Tofu is an extremely versatile and underrated ingredient. Twice Garlic marinated Tofu was the basis for this and another concept. In-between marinating sessions, the Tofu was Grilled.
Linguine is and always will be my favorite noodle. Nothing beats Linguine cooked al dente to be finished cooking with its starches in a sauce. Here, I used Earth Balance ‘butter’, Garlic & Onion Powder, Sea Salt, Pepper, Crushed Red Peppers, Parsley and Ⓥ ‘parmesan cheese’.

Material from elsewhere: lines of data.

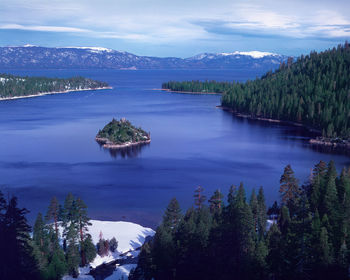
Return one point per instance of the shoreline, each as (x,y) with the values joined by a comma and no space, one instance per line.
(246,116)
(106,143)
(336,144)
(50,92)
(186,92)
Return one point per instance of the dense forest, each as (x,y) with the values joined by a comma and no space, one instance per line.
(57,245)
(314,90)
(12,86)
(304,236)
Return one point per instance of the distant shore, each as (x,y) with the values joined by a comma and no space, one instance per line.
(335,143)
(186,92)
(51,92)
(106,143)
(318,141)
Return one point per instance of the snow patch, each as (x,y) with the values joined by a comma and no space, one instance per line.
(92,49)
(253,54)
(130,236)
(122,272)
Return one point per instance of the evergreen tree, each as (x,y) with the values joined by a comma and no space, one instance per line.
(172,215)
(199,198)
(83,222)
(16,259)
(113,244)
(40,240)
(289,188)
(262,218)
(53,213)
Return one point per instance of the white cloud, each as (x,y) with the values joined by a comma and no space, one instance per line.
(162,21)
(42,28)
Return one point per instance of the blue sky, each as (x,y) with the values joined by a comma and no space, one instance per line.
(178,27)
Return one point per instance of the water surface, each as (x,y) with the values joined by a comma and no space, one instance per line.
(47,146)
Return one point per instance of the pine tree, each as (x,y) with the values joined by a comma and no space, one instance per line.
(53,213)
(289,188)
(90,250)
(40,239)
(254,207)
(199,198)
(72,252)
(216,203)
(16,258)
(325,248)
(172,216)
(262,218)
(113,244)
(83,222)
(101,250)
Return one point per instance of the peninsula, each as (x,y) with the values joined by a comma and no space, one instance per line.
(13,87)
(122,134)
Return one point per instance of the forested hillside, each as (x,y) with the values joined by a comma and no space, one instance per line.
(314,90)
(304,236)
(13,86)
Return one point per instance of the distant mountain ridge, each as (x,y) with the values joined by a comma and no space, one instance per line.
(29,57)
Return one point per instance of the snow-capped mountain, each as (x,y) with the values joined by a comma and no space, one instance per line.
(29,57)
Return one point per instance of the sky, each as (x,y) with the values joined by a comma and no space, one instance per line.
(180,28)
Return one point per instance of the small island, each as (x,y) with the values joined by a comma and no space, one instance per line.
(122,134)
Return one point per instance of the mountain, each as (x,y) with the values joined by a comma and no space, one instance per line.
(29,57)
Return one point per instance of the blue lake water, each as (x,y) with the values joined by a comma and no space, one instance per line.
(47,146)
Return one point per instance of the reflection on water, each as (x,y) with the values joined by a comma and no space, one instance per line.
(126,152)
(48,148)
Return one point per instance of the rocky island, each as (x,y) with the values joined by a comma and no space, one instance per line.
(122,134)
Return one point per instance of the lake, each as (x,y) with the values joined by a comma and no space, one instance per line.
(48,146)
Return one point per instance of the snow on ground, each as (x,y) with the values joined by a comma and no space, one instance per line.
(122,272)
(254,54)
(82,275)
(129,236)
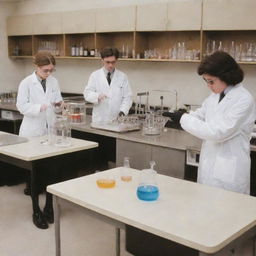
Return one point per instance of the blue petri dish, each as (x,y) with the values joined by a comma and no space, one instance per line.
(148,193)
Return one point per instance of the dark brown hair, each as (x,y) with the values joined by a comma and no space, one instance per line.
(223,66)
(109,52)
(43,58)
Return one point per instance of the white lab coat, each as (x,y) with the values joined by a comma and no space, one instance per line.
(119,95)
(225,129)
(29,100)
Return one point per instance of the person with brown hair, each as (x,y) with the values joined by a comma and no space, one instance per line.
(37,93)
(108,89)
(224,123)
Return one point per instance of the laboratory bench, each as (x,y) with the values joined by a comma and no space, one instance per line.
(168,150)
(47,164)
(191,216)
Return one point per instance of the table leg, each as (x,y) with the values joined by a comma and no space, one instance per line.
(56,208)
(117,241)
(34,192)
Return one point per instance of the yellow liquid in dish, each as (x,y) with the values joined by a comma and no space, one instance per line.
(126,178)
(105,183)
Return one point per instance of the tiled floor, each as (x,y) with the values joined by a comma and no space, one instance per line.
(81,235)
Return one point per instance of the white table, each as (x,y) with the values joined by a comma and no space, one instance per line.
(29,155)
(203,218)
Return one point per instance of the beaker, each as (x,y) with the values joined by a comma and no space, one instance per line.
(148,189)
(62,132)
(125,170)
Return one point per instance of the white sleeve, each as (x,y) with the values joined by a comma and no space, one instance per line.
(126,97)
(223,126)
(57,93)
(200,112)
(24,106)
(90,93)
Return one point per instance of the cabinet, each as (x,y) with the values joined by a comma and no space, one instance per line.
(87,41)
(151,17)
(78,22)
(20,25)
(183,31)
(52,43)
(229,14)
(169,162)
(49,23)
(116,19)
(184,15)
(123,41)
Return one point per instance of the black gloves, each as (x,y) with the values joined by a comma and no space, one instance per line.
(176,115)
(121,113)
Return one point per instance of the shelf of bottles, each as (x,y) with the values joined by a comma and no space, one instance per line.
(20,46)
(241,45)
(168,46)
(51,43)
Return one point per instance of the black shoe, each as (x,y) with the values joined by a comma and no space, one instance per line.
(39,220)
(27,191)
(48,215)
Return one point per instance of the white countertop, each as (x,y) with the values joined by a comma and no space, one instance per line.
(195,215)
(34,150)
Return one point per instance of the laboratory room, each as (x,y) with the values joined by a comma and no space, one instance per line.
(128,128)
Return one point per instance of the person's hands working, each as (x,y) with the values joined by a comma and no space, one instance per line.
(43,107)
(176,115)
(121,113)
(102,96)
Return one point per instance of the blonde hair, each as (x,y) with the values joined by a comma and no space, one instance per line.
(43,58)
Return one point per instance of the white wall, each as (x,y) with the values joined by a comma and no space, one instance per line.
(73,74)
(10,71)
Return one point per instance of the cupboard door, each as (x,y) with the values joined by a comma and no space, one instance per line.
(152,17)
(115,19)
(170,162)
(229,14)
(48,23)
(184,15)
(20,25)
(139,153)
(82,21)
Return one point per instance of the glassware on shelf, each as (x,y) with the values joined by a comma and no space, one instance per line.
(245,52)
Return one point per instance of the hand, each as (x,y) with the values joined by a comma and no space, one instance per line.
(121,113)
(102,96)
(43,107)
(176,115)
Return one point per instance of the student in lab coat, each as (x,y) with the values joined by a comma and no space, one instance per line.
(108,89)
(37,94)
(224,123)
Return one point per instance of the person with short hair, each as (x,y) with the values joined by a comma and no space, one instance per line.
(224,122)
(37,93)
(108,89)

I saw a video online this morning on how to make a Taco Bell Crunchwrap. Craving Pasta constantly, I adapted an idea to make something absolutely edible. Pasta plated to be consumed with hands and a fork.

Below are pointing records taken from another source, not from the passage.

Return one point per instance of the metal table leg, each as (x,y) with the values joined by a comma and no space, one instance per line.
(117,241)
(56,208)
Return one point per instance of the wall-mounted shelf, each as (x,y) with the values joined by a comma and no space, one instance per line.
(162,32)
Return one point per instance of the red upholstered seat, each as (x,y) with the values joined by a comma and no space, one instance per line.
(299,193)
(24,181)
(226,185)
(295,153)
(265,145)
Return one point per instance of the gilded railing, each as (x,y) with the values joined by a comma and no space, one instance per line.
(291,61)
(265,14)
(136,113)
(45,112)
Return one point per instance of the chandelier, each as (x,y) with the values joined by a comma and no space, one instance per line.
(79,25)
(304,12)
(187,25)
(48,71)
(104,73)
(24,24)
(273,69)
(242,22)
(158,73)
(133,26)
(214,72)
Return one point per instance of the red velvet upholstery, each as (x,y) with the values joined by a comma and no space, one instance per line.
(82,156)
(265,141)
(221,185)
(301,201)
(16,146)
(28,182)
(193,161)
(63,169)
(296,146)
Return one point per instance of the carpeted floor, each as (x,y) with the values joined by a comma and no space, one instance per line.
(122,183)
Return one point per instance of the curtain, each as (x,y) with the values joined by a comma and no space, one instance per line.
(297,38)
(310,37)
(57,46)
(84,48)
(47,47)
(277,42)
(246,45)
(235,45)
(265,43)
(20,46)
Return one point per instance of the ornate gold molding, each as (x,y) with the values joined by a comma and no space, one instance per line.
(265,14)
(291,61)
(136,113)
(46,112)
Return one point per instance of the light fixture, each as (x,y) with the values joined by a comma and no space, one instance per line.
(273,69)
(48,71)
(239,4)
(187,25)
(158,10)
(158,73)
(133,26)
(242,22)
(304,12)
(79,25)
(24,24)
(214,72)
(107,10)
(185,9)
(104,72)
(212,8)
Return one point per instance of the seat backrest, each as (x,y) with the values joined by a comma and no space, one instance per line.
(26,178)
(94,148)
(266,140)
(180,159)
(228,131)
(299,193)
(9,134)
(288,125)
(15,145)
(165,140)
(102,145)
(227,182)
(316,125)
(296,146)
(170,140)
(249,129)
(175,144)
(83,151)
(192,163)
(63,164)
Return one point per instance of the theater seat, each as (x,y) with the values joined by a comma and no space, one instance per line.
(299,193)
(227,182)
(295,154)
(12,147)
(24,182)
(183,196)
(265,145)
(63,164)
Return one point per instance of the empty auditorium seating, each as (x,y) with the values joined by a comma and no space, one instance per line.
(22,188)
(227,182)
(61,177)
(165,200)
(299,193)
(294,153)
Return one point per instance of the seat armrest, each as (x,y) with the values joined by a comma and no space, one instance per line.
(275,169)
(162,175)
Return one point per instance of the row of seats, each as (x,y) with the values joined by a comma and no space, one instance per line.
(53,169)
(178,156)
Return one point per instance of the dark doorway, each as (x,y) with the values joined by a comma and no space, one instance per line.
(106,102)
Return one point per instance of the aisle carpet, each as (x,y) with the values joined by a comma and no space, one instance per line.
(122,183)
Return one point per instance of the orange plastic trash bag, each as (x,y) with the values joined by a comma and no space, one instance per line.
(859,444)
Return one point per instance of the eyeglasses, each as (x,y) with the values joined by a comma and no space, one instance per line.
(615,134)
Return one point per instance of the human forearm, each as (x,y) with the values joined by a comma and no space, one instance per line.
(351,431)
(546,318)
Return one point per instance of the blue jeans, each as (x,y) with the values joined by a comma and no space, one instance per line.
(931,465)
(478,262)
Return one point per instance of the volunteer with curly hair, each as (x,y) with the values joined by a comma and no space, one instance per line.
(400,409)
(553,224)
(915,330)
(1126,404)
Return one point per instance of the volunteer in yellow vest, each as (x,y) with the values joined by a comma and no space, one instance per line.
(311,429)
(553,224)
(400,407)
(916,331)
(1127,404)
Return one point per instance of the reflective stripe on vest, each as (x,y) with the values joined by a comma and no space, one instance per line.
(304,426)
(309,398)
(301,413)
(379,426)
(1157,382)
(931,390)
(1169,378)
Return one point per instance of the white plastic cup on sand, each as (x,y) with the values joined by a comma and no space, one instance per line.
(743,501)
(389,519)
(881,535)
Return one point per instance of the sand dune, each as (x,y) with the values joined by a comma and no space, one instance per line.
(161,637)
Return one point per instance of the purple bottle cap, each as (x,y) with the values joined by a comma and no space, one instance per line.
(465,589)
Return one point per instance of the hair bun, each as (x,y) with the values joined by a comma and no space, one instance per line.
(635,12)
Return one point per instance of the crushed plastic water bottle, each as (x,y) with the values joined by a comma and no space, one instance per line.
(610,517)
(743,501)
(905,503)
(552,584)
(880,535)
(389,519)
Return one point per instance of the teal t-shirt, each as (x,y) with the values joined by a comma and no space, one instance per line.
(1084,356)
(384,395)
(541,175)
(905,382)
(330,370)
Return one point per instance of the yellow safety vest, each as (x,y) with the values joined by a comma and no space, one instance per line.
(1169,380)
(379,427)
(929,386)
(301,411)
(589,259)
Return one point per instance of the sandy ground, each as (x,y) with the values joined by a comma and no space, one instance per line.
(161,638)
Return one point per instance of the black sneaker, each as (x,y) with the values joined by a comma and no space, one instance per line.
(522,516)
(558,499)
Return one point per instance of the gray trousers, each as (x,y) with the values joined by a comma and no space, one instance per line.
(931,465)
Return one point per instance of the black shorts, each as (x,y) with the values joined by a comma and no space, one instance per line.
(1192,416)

Quick and easy Garlic Daiya Bread was prepared using Bread, Earth Balance ‘butter, Ⓥ ‘parmesan cheese’, Garlic Powder, Sea Salt, Parsley and Daiya.
On a Tortilla Daiya was double-stacked to be smothered with Ⓥ Linguine nice and neatly. Daiya side down Garlic Daiya Bread was put on top of the Ⓥ Linguine pile. The Tortilla was folded over the Bread and pan-fried on both sides.

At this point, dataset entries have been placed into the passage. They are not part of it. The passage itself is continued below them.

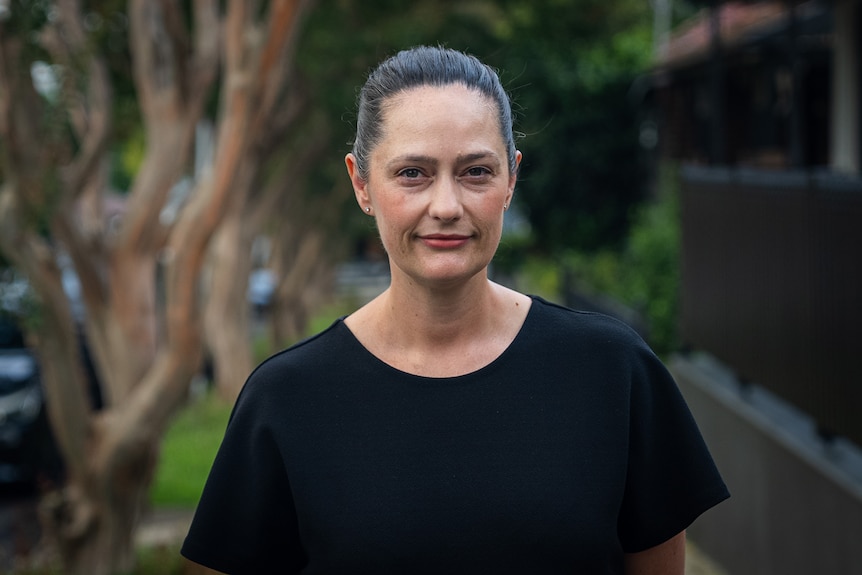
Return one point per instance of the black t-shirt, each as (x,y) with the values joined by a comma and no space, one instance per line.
(572,447)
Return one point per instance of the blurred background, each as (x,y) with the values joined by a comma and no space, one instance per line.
(174,208)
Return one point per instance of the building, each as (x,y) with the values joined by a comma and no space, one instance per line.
(760,102)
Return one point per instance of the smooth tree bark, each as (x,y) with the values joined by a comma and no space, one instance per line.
(141,282)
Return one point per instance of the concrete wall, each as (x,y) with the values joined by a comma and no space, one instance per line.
(796,501)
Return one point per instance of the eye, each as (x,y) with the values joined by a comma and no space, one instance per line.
(478,171)
(410,173)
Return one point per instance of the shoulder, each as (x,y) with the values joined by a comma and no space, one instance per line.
(298,367)
(557,320)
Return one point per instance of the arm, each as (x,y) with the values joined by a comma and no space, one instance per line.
(666,558)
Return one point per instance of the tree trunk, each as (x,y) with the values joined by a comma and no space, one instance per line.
(140,285)
(226,315)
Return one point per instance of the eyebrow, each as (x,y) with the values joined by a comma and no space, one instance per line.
(461,159)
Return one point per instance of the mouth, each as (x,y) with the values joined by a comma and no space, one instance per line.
(444,241)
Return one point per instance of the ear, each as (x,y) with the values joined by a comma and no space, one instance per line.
(513,178)
(360,186)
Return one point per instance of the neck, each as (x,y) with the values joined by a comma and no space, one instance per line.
(439,315)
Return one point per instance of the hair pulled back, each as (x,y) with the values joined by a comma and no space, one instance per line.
(425,66)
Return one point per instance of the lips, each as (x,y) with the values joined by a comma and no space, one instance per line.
(444,241)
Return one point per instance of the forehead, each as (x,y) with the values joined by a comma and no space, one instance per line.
(440,113)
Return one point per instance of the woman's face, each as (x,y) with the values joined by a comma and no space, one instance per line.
(438,184)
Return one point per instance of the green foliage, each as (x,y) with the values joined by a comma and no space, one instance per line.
(188,450)
(644,274)
(570,67)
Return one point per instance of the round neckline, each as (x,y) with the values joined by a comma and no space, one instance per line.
(449,378)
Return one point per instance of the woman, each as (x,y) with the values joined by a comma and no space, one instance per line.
(452,425)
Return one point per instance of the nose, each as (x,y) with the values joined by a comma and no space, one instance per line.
(445,201)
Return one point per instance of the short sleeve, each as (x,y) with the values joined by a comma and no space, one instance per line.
(671,478)
(245,522)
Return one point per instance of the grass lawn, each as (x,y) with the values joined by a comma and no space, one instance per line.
(188,450)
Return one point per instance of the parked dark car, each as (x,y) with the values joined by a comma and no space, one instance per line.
(27,450)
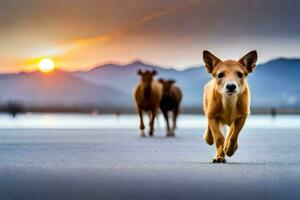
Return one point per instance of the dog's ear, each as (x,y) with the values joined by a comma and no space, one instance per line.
(154,72)
(139,72)
(210,61)
(249,61)
(171,81)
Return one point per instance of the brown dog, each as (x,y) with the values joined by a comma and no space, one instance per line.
(226,101)
(170,102)
(147,97)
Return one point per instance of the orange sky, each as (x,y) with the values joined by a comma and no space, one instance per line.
(79,35)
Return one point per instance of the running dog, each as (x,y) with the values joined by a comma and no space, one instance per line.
(226,101)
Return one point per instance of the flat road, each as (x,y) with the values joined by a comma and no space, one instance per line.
(118,164)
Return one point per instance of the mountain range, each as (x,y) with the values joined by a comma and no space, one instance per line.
(274,84)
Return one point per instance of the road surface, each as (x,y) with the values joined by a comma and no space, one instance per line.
(118,164)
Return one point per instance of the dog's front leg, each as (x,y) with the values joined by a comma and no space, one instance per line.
(218,139)
(231,143)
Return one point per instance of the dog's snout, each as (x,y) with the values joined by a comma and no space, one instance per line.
(231,87)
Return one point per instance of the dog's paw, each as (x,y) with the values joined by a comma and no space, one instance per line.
(219,160)
(230,148)
(142,134)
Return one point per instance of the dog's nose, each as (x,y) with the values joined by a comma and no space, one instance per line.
(231,87)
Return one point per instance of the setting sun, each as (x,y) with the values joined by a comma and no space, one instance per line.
(46,65)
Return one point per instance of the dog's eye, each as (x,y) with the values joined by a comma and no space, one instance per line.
(220,75)
(240,74)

This was fun, quick, extremely easy and ever rewarding. Cheers!
These Potato Medallions were prepared to seriously be the dish with a side of a sandwich. These Potatoes were sliced, boiled, roasted and panfried before adding a single ingredient. The ingredients added were: slight Oil, Sea Salt, Pepper, Garlic Powder, Onion Powder, Dill Weed, Sesame Seeds, Riced Cauliflower, Balsamic Vinegar, Sriracha and Maple Syrup. Garnished with Pea Tendril, the sandwich complimented the Potatoes with ingredients such as: Meatless Brat, Dough, Pea Tendrils, Daiya and Smart ‘bacon’.
In the past few months, I have fallen in love with Ⓥegan ‘brats’. Tofurky and Field Roast are just damn amazing!
In this concept, I utilized Field Roast Mexican Chipotle ‘brats’. Mindful of how awesome Chipotle is with its smoky pleasant heat, I wanted to give something already great, a flair. Choosing to infuse the Mexican-style ‘brat’ with Italian-style finesse, was just damn badass.
O’Brien style Potatoes were roasted on parchment paper. Minestrone soup (from a can) was heated. The ‘brats’ were grilled. The soup was strained while saving the soup juices. The Potatoes, with slight Oil, were sautéed to achieve good color//char.
The Soup ‘stuff’ was flooded with a few amazing ingredients. Earth Balance ‘butter’, Garlic Powder, Sea Salt, Pepper, Cayenne, Dill and Ⓥegan Parmesan ‘cheese’. The Potatoes were mixed with the remaining Soup juices.
Happy Halloween, folks. Fall is densely in the air here in the midwest United States of America. I will not be dressing up nor celebrating Halloween. Instead, I will be watching game six of the World Series. Maple Balsamic Sriracha Linguine was prepared for breakfast and ultimately hit the spot:)
Tofu was grilled without seasoning and set aside while the rest progressed. In a skillet, Onion, Potato & Garlic was sautéed before adding Lightlife Smart ‘Bacon’, Balsamic Vinegar & Sriracha.
Fresh Dill, Cucumber and Tomatoes were added and kept on a low heat while the Linguine and Spinach finished.
Al dente is always the best way to prepare noodles. I rarely rinse and I finish cooking the Noodles in sauce. In this situation, Earth Balance ‘butter’, Garlic Powder, Parsley & Ⓥ ‘parmesan cheese’ created the Sauce.
Grilled Tofu truly complimented these ingredients with its texture and grilled flavor.
Marinating for over a day, Tofu infused with greatness.
The marinade is garlicy, lemony, stunningly dilling and plant based powerful.
Garlic was sauteed with Celery, Onion, light Oil, raw Cashew, Balsamic Vinegar, Chardonnay (I am currently trying to finish the bottle:), Cashew ‘milk’, Garlic Powder, Ginger, Earth Balance ‘butter’, Sugar, Fresh Dill, Cayenne Powder, Parmesan ‘cheese’ & Sea Salt // Pepper.
Obviously (I’d hope), I added things accordingly and not at the same time. This is not a teaching blog, yet, (hopefully) a inspiring creative blog that keeps you thirsty. A blender made this plant genocide much, much less bloody.
The deliciously marinated Tofu was grilled. Fresh Asparagus were roasted. Rice was prepared with Tomatoes, Earth Balance ‘butter’, Parmesan ‘cheese’, Sea Salt // Pepper // Garlic Powder. Plated with an artful mindset and garnished with Dill and Lemon.
Tofu versatility is overwhelmingly awesome. Enjoy a good Beer and take a good Photo.